Alex Binkley is a foremost political and economic analyst. Readers will be aware that his columns in True North Perspective have foreseen political and economic developments in Canada. This week in ... 

The Binkley Report

On pensioners: This is good strategy?

By Alex Binkley
True North Perspective

Back in his minority government days, Prime Minister Harper liked to brag about being a superb political strategist.

So who was the guy that used his moment in the spotlight as the leader of one of the world’s healthier economies at the World Economic Forum in Davos to fire up his critics back home with ill-chosen words about pension reform? Maybe he thought his speech would sound stirring in front of the other leaders.

All it did was energize his political opponents who could cite it as another example of the Conservatives' hidden agenda. It didn’t help that it took so long for his apologists to say he wasn’t targeting the Canada Pension Plan, but Ottawa’s two supplementary offerings-Old Age Security and Guaranteed Income Supplement.

In the end, he had to back off farther and say “seniors will continue to receive everything they are receiving and expecting.”

The NDP and Liberals have had a field day attacking his announcement, much like the Conservatives used to do when they were in opposition. Harper brought every sting and jab down on himself.

Liberal Leader Bob Rae pointed out, “The prime minister stated categorically during the leader's debate . . . that this government was not going to be touching transfers to individuals and transfers to seniors . . . is the prime minister committed to sustaining seniors or is he committed to breaking his promises?

"We are aging in a different way than ever before, most people moving into post-65 category don't have a private pension, they don't have coverage" he said. "(OAS) is a basic income support plan that actually has allowed us to cut poverty to seniors over the past 35 years."

NDP Finance Critic Peter Julian says his party will oppose any cuts to pensions. “We’ll be fighting the Harper government’s intention to make significant cuts over the next few months.” They would be a slap in the face of Canadian seniors.

Government officials scurried about to try to defuse the issue directing curious reporters to the latest federal actuarial report which says the cost of supplementary programs will rise to $108 billion in 2030 from $36.5 billion in 2010.

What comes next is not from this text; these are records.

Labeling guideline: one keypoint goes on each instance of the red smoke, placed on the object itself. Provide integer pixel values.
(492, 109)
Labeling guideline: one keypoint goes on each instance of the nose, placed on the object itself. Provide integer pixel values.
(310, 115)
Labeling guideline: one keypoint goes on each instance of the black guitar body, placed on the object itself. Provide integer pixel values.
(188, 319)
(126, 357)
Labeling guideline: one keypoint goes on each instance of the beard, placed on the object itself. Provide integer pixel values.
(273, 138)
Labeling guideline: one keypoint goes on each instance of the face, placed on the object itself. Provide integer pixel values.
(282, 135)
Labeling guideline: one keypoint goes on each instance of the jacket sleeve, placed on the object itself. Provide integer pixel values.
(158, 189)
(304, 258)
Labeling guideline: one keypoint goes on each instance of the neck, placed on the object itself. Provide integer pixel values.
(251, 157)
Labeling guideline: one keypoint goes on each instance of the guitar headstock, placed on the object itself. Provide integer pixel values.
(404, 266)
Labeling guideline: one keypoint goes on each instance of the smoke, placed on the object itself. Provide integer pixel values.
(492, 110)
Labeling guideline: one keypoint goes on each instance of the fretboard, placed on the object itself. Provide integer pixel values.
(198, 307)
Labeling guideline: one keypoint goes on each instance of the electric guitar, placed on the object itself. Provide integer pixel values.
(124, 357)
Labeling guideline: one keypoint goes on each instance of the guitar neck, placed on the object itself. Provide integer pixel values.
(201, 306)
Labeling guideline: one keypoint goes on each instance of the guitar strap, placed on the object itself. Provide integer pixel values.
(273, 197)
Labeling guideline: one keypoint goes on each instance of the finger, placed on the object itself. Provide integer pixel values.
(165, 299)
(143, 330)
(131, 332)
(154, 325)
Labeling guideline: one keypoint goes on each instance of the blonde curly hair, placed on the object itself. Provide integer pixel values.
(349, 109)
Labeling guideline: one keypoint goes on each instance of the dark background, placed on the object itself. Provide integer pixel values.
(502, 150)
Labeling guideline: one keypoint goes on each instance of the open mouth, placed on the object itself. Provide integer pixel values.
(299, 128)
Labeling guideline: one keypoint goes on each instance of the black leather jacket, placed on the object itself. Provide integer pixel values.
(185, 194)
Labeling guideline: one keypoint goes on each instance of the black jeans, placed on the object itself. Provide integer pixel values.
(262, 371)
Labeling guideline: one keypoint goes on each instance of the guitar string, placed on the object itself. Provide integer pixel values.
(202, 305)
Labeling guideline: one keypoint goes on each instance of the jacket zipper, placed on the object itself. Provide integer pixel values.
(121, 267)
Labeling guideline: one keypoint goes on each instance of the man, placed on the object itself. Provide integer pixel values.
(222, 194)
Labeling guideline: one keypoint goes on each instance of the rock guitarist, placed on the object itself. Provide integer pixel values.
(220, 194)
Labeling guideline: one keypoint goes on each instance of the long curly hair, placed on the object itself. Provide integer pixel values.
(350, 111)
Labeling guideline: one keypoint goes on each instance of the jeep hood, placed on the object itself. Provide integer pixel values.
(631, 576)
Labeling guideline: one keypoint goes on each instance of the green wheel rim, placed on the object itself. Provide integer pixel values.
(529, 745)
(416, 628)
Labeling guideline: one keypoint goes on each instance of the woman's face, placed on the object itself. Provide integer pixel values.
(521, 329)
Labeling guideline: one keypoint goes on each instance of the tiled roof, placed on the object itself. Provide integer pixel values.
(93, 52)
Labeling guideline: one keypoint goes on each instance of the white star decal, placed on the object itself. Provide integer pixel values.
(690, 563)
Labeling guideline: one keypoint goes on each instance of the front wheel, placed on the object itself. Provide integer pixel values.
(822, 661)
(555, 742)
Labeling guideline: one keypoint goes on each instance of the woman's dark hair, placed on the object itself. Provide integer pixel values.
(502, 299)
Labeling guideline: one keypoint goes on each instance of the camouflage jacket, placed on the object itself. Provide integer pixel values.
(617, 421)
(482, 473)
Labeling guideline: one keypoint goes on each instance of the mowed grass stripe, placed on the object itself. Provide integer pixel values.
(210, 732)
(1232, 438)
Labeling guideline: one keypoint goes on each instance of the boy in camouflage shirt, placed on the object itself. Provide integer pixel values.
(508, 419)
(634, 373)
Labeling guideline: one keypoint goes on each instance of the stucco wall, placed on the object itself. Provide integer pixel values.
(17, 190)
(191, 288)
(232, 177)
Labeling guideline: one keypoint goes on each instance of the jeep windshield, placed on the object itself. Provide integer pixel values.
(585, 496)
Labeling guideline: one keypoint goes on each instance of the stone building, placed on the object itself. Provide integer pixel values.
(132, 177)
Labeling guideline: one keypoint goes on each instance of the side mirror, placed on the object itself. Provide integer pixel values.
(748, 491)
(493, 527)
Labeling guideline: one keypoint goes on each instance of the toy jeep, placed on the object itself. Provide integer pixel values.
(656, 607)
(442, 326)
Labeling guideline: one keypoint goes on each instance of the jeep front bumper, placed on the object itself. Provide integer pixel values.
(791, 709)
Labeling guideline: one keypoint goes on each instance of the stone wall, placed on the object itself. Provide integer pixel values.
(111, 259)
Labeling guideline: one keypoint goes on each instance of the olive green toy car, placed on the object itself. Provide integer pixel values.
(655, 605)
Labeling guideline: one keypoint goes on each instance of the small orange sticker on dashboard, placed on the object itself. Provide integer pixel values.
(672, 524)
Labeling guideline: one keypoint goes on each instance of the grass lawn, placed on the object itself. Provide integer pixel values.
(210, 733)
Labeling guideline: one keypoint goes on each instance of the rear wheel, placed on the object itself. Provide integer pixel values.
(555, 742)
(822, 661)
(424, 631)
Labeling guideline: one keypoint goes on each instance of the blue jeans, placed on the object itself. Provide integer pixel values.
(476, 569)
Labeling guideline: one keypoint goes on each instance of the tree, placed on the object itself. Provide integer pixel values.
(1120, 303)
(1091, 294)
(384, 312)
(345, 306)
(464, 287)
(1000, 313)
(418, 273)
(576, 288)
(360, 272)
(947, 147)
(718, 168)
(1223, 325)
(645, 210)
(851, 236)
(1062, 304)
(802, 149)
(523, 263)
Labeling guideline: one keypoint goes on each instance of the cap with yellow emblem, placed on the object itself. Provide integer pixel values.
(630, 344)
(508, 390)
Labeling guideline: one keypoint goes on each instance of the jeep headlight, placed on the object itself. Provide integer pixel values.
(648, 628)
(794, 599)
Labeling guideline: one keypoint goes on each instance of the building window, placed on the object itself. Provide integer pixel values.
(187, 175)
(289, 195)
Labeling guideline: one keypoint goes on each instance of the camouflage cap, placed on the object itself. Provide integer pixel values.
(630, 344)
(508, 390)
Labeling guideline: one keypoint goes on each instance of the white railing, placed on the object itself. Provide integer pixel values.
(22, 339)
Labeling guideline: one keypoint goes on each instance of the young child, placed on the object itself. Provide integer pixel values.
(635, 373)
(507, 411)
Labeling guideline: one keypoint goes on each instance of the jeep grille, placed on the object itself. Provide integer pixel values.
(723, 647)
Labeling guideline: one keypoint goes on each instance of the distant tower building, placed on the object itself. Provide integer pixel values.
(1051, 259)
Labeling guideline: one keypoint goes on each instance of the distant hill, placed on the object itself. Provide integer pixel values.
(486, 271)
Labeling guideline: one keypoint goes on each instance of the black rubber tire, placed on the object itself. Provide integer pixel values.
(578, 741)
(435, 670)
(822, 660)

Presuming Harper’s fears about the financial sustainability of these programs in an aging society are genuine and not motivated by a political agenda that sees tax cuts as the solution to most problems, then there are any number of smarter ways to launch this debate, which, from the evidence, is sorely needed.

For example, he could have used the resumption of Parliament to release a discussion paper spelling out the scope of the financial challenge facing the government and empower a Parliamentary committee to study the issue and report to the MPs.

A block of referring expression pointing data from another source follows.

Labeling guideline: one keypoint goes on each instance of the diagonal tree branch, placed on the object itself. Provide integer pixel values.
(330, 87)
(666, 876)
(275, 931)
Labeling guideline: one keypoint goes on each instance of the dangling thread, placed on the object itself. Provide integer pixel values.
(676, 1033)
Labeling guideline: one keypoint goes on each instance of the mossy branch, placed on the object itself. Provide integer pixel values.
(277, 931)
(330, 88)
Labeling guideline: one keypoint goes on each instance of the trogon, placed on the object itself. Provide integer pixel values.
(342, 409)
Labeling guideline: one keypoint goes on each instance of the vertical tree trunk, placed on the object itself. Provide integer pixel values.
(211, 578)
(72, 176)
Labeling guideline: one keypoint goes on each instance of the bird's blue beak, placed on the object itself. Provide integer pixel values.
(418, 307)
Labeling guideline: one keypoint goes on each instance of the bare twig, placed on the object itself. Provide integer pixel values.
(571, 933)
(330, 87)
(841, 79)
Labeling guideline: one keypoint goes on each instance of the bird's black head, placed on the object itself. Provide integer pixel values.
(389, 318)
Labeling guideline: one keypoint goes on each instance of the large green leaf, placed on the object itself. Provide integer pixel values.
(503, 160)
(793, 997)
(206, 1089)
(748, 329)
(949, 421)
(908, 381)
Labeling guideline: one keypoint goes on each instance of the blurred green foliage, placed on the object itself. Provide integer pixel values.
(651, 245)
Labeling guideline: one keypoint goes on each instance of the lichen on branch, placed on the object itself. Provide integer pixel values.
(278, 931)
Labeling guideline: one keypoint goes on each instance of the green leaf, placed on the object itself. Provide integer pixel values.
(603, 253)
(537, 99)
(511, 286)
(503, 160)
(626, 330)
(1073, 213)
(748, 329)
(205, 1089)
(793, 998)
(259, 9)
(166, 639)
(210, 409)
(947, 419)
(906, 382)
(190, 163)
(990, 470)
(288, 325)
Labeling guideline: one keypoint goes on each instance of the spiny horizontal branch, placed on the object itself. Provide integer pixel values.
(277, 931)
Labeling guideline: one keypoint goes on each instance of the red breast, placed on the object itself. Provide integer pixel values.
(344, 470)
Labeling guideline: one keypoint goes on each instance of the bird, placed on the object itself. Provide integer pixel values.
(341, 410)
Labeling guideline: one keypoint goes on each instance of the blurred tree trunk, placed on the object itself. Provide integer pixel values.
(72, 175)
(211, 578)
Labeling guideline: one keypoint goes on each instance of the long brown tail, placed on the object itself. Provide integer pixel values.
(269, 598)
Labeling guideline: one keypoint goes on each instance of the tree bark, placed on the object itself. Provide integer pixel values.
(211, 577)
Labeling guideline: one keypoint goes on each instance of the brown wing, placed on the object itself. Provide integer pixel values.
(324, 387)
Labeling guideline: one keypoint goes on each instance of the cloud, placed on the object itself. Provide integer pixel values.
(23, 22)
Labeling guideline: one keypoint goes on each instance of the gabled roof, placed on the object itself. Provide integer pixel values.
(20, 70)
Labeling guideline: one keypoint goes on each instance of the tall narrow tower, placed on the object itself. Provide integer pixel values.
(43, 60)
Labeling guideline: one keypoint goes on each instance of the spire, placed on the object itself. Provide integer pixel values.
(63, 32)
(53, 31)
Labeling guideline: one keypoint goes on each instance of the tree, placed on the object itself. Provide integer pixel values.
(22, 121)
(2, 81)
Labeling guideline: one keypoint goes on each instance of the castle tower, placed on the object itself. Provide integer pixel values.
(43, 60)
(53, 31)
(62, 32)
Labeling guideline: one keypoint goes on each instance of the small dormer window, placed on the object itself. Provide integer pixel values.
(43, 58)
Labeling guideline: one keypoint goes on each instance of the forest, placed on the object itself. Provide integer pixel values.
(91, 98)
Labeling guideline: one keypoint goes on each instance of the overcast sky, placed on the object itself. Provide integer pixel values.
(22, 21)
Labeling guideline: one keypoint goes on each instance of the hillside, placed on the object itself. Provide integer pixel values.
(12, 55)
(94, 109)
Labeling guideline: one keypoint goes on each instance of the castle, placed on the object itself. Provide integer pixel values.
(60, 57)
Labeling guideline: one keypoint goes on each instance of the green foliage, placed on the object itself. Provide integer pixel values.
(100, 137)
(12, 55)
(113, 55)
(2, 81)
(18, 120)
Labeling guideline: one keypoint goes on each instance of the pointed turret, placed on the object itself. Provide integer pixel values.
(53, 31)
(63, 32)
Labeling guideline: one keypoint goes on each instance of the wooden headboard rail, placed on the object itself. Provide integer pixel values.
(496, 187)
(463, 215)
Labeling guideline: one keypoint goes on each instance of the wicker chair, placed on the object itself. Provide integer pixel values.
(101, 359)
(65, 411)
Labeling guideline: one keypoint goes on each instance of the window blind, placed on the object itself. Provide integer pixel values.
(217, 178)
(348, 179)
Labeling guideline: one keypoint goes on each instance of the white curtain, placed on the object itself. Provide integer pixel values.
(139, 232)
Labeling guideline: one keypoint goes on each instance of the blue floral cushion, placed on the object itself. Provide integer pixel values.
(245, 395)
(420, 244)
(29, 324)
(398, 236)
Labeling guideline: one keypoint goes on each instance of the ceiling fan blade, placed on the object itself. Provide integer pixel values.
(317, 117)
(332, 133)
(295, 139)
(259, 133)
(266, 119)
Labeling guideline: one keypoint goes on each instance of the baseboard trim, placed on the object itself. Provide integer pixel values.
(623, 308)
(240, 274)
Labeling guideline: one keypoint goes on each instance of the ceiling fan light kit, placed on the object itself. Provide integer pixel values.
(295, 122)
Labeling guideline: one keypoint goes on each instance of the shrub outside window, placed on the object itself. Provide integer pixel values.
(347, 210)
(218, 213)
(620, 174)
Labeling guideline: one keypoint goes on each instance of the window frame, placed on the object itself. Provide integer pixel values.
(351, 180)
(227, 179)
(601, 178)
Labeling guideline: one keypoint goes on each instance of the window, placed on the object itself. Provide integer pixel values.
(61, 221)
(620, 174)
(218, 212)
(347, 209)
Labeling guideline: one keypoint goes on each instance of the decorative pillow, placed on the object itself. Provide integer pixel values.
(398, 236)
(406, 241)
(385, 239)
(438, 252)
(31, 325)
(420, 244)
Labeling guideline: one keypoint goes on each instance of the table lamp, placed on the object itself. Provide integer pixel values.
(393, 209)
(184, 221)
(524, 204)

Or set up a commission of experts to holding hearings on the issue from tax experts, senior’s advocates and others with an interest in the issue.

Show Canadians the numbers and options for dealing with the pension offerings. How can the supplementary plans be made affordable for those who truly need them? Do people need to work longer?

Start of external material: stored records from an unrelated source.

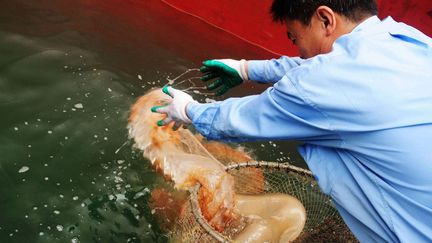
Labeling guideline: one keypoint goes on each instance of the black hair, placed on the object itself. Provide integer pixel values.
(303, 10)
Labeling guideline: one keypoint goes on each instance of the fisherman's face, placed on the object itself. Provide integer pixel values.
(307, 38)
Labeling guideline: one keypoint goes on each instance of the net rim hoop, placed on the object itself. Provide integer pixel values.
(256, 164)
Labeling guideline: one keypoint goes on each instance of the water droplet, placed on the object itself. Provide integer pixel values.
(23, 169)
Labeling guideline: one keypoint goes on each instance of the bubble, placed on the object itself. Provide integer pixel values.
(59, 227)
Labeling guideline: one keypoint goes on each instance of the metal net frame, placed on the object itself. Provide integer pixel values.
(323, 222)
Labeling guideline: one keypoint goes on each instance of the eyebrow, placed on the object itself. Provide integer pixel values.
(290, 35)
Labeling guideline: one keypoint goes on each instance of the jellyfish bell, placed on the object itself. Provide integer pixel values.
(184, 158)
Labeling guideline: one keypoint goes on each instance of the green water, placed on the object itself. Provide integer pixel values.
(68, 76)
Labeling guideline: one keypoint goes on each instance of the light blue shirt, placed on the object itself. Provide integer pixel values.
(364, 113)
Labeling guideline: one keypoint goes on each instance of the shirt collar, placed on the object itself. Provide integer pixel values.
(366, 23)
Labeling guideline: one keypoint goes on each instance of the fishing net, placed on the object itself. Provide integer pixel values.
(323, 223)
(218, 187)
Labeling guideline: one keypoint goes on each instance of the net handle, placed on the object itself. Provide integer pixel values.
(257, 164)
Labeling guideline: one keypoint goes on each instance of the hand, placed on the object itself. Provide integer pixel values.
(229, 72)
(176, 110)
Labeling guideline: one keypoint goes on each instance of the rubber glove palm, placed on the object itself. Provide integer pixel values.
(229, 72)
(176, 110)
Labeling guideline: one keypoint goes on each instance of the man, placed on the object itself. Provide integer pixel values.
(359, 97)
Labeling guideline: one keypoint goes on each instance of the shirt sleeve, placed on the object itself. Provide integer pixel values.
(271, 71)
(275, 114)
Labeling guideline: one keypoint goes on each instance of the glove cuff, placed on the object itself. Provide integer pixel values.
(185, 117)
(243, 70)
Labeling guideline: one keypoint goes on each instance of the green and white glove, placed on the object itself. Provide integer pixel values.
(176, 110)
(229, 73)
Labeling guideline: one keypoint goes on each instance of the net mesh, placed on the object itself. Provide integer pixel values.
(323, 223)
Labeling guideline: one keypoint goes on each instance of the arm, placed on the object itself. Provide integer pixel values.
(278, 113)
(228, 73)
(271, 71)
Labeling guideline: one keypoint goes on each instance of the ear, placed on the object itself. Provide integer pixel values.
(327, 19)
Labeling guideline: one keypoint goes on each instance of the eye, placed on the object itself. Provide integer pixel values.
(291, 37)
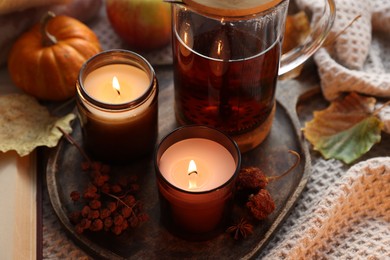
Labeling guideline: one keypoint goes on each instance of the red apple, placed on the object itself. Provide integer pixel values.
(144, 25)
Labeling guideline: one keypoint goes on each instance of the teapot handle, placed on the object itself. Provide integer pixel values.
(314, 41)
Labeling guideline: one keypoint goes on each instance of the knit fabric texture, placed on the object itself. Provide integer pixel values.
(357, 55)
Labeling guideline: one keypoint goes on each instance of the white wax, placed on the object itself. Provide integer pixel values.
(132, 80)
(133, 83)
(215, 164)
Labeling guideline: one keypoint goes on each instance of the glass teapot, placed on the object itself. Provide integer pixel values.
(227, 59)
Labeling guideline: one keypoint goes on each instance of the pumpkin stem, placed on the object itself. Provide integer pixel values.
(47, 38)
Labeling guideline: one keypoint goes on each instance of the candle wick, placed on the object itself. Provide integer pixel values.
(192, 172)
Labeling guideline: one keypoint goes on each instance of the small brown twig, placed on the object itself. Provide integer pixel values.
(376, 112)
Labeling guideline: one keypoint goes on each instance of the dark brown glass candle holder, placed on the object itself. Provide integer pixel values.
(196, 200)
(118, 125)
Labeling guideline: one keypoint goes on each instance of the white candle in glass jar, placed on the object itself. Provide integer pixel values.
(212, 165)
(116, 83)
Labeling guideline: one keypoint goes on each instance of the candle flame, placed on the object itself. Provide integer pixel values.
(115, 85)
(192, 173)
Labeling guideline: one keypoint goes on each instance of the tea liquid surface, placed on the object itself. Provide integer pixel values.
(216, 88)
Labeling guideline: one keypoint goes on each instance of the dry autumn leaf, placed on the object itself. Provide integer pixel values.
(345, 130)
(25, 124)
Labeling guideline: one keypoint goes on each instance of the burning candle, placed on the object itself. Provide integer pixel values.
(196, 167)
(117, 105)
(196, 164)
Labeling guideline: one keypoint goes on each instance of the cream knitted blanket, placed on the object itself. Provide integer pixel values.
(359, 59)
(351, 218)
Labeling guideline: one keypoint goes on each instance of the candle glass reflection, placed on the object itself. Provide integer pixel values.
(117, 95)
(196, 168)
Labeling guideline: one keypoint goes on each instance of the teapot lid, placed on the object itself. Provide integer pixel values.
(231, 8)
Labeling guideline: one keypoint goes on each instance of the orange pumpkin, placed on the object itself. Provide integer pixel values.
(46, 60)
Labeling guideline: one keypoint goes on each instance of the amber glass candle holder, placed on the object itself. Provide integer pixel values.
(196, 202)
(118, 126)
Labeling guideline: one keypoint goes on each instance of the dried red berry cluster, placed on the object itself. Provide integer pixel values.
(107, 204)
(253, 181)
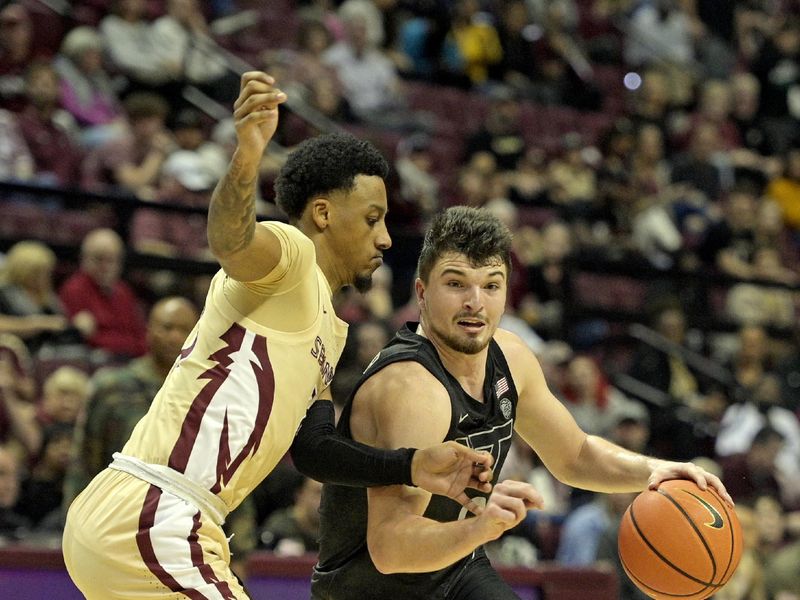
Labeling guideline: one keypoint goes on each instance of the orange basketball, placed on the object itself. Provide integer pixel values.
(679, 541)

There’s no end of studies and expertise available on the issue. Let Parliament focus on them.

What Harper really has to learn is to get over the control-freak approach to every issue and let Parliament play its role as a sounding board for national issues. Treat Canadians with respect and they will listen to your arguments. Try to ram change through and Harper will get his Charlie Brown moment just as former prime minister Brian Mulroney did with seniors.